Integrating Facial Emotion Recognition, Speech to Text Transcription, and Natural Language Processing for Customer Satisfaction Analysis from Video Reviews
Received: 25 September 2025 | Revised: 27 October 2025, 5 November 2025, 9 December 2025, and 11 December 2025 | Accepted: 13 December 2025 | Online: 31 March 2026
Corresponding author: Goh Kah Ong Michael
Abstract
Customer satisfaction is a decisive factor in the success of products and services provided, yet conventional text-based reviews often fail to capture the full spectrum of user emotions needed to assess satisfaction. On the other hand, video product or service reviews offer a more informative medium for evaluating customer satisfaction. To leverage this, the present study proposes a multimodal machine learning framework for video-based customer feedback analysis, integrating facial emotion recognition, speech-to-text transcription, and Natural Language Processing (NLP).

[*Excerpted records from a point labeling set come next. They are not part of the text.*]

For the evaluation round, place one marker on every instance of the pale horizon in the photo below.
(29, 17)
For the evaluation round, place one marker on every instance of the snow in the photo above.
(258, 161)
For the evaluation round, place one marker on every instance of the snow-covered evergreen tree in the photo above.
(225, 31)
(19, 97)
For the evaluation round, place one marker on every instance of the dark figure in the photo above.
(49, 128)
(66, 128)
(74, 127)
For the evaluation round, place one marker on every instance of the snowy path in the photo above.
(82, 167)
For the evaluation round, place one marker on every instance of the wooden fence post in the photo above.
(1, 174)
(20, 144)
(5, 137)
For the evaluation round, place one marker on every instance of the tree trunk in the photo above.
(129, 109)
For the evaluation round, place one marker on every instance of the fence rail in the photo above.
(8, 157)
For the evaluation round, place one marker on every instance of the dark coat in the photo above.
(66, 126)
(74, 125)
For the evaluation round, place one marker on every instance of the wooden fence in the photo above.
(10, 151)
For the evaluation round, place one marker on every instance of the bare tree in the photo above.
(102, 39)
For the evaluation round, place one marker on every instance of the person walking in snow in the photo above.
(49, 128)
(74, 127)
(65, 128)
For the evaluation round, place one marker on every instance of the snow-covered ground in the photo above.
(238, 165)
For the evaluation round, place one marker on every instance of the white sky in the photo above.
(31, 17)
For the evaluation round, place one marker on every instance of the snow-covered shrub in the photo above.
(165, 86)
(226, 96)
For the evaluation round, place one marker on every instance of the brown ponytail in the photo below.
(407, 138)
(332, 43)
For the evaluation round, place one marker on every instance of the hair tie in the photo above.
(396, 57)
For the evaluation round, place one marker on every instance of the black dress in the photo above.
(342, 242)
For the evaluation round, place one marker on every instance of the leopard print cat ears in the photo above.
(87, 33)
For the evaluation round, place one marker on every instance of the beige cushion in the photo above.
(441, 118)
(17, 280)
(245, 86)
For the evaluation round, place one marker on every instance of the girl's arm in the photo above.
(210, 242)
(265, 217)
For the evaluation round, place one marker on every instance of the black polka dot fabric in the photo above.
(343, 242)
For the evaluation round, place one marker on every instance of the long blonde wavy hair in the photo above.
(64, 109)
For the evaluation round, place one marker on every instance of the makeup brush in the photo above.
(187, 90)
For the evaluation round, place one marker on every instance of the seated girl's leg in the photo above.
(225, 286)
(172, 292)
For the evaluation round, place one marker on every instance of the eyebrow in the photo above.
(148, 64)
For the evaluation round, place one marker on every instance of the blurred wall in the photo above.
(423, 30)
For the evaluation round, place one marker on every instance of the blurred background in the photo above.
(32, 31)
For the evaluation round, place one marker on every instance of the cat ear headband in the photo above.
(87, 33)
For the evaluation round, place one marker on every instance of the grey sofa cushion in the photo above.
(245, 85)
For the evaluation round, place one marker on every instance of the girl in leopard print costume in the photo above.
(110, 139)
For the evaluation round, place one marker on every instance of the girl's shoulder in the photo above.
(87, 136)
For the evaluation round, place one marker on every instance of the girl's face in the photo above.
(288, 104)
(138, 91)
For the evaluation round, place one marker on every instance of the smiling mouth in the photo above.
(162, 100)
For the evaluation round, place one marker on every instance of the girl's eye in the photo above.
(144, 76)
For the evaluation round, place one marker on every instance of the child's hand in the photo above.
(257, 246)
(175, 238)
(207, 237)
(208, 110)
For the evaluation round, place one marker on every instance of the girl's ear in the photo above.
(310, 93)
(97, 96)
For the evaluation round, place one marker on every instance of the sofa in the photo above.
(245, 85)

A dataset of 1,000 video reviews was processed through a multistage pipeline that involved frame extraction, face detection, emotion classification, audio transcription, sentiment analysis, and late fusion of modalities. Experimental results highlight the limitations of unimodal models: visual-only sentiment prediction achieved 62.3% accuracy (precision = 0.61, recall = 0.63, F1-score = 0.62, Area Under Curve (AUC) = 0.65), while audio-only sentiment prediction reached 59.5% accuracy (precision = 0.58, recall = 0.59, F1-score = 0.59, AUC = 0.61). The text-based model provided a stronger baseline at 72.1% accuracy (precision = 0.70, recall = 0.72, F1-score = 0.71, AUC = 0.75). In contrast, the multimodal fusion framework substantially outperformed unimodal approaches, achieving 79.9% accuracy, precision = 0.80, recall = 0.81, F1-score = 0.80, and the highest AUC of 0.86. Additionally, aspect-level analysis revealed that camera quality (+0.16) was the most positively perceived feature, while app performance (-0.33) and delivery (-0.09) emerged as primary concerns. Temporal analysis showed satisfaction scores fluctuating between 52.1 and 63.4 (0-100 scale) over 20 weeks, underscoring the value of continuous monitoring. These findings demonstrate that multimodal video feedback analysis yields more comprehensive, reliable, and fair performance than single-channel methods.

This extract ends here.